Abstract

Previous studies showed that both high-osmolality and low-osmolality iodinated contrast media cause temporary albuminuria and enzymuria (presence of enzymes in urine) in normal rats. Whether the same is true with ionic high-osmolality and nonionic low-osmolality magnetic resonance (MR) contrast media is unknown. We studied urine profiles and histology after intravenous injection of four types of contrast media in rats with normal kidneys. Urine profiles were monitored 4, 24, 48, and 72 hr after intravenous injection of saline, diatrizoate, iohexol, gadopentetate dimeglumine, and gadodiamide (4.59 mmol/kg of body weight) in normal rats. Each group included 20 male rats. After sacrifice, both kidneys were removed for examination by light microscopy (LM) and electron microscopy (EM). All four contrast agents caused a temporary (< 22 hr) increase in the excretion of albumin (2-5 times) and of cytoplasmic (30-100 times) and brush border (10-100 times) renal enzymes when compared with saline. The degree of albuminuria correlated well (r = 0.90) with the osmolality of the injected media, whereas the increased level of enzymuria was unrelated to the osmolality. No major differences in the enzymuric effects of the four agents were noted. LM revealed vacuoles in all kidneys exposed to radiologic contrast media but not in kidneys exposed to MR contrast media or saline. Slight vacuolation was revealed by EM after the use of MR contrast media, and significant vacuolation was evident via EM after the use of radiologic contrast media.

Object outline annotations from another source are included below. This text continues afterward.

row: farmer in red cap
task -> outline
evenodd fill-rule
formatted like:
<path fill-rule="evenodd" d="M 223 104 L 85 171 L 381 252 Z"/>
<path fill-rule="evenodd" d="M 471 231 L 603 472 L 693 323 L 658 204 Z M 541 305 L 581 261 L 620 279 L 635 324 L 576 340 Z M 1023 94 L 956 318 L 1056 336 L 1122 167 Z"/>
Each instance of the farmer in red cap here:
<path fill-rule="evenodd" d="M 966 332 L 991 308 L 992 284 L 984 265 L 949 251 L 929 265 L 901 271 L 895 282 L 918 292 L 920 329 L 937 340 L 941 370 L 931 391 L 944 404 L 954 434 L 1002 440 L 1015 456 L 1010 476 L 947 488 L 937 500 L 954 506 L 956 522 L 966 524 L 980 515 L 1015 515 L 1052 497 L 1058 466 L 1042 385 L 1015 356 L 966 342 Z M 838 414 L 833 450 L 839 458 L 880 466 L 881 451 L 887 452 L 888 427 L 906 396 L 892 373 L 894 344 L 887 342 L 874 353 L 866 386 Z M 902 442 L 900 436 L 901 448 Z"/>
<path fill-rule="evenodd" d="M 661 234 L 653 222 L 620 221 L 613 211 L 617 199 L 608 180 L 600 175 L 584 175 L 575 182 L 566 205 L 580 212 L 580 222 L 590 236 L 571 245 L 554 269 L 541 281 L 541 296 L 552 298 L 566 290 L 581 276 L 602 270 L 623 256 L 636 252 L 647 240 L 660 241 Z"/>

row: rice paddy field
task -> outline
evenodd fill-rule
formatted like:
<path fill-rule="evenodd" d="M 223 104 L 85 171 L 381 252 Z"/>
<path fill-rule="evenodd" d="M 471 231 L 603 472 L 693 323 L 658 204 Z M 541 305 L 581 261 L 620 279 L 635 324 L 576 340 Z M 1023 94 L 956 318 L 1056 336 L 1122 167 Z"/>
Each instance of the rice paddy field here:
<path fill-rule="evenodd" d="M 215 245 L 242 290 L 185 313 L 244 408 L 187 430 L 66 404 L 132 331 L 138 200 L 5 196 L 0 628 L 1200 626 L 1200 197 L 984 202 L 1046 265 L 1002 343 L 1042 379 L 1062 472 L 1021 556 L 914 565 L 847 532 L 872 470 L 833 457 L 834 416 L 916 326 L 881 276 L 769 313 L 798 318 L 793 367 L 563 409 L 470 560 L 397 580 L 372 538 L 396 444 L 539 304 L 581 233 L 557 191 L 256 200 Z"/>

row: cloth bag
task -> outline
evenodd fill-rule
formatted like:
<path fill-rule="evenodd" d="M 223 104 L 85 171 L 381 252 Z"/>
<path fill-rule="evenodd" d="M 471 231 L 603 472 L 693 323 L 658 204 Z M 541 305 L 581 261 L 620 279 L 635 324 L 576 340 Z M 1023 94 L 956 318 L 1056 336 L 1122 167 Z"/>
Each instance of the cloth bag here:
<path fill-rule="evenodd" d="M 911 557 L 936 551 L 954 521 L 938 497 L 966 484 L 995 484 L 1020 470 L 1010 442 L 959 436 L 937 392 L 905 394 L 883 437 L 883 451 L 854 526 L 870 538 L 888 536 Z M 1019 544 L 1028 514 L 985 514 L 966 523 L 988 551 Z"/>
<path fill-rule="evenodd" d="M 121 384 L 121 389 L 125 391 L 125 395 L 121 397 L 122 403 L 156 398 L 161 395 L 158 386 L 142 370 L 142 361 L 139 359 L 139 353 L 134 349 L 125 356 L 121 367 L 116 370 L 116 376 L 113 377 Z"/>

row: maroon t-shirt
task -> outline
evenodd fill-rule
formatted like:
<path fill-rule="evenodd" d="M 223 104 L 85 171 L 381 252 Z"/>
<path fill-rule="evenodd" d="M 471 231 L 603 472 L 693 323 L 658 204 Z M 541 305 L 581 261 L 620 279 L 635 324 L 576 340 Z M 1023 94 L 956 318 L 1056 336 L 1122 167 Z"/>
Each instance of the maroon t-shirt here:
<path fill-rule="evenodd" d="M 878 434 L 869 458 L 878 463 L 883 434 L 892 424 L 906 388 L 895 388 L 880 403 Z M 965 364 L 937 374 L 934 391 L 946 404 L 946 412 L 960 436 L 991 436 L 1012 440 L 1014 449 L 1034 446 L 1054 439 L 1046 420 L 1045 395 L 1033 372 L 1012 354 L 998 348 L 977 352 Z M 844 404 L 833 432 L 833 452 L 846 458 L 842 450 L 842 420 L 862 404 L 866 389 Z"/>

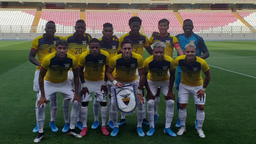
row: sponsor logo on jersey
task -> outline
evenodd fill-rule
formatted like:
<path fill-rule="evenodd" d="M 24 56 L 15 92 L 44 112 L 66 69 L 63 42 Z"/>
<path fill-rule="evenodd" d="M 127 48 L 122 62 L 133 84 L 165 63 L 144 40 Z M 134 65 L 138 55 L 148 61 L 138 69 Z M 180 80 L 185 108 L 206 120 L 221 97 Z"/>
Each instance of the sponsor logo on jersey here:
<path fill-rule="evenodd" d="M 132 68 L 135 68 L 135 65 L 136 65 L 135 63 L 133 63 L 133 64 L 130 64 L 131 65 L 131 67 L 132 67 Z"/>
<path fill-rule="evenodd" d="M 70 63 L 64 63 L 64 65 L 65 65 L 65 68 L 69 68 L 69 65 L 70 65 Z"/>
<path fill-rule="evenodd" d="M 194 72 L 197 72 L 198 69 L 198 68 L 193 68 Z"/>
<path fill-rule="evenodd" d="M 82 41 L 83 42 L 83 45 L 85 46 L 86 45 L 86 42 L 87 41 Z"/>
<path fill-rule="evenodd" d="M 102 63 L 103 63 L 103 60 L 98 60 L 98 61 L 99 61 L 99 64 L 100 64 L 100 65 L 102 65 Z"/>
<path fill-rule="evenodd" d="M 143 41 L 139 41 L 139 44 L 140 45 L 142 45 L 142 44 L 143 44 Z"/>

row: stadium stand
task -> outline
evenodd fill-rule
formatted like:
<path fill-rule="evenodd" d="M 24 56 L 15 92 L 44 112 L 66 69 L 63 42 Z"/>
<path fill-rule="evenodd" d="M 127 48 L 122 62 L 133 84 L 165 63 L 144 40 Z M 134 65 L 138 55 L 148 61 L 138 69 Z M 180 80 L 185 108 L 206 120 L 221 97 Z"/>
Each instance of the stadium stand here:
<path fill-rule="evenodd" d="M 46 22 L 52 20 L 56 24 L 57 33 L 73 33 L 79 19 L 79 12 L 42 11 L 36 33 L 43 33 Z"/>
<path fill-rule="evenodd" d="M 129 20 L 132 17 L 130 12 L 86 12 L 86 31 L 94 30 L 95 33 L 101 33 L 103 24 L 110 22 L 113 25 L 115 33 L 127 33 L 130 31 Z"/>
<path fill-rule="evenodd" d="M 36 11 L 0 11 L 1 33 L 30 33 Z"/>
<path fill-rule="evenodd" d="M 195 33 L 241 33 L 250 29 L 231 12 L 180 12 L 183 20 L 192 20 Z"/>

No difference between ionic and nonionic media within each drug group was detected by either LM or EM. Transient renal effects are induced by both ionic and nonionic high-osmolality and low-osmolality radiologic and MR contrast media in normal rats. Both osmotic (e.g., albuminuria) and chemotoxic (e.g., enzymuria) mechanisms seem to be involved. From a morphologic point of view, the chemotoxic mechanisms seem to be of major importance.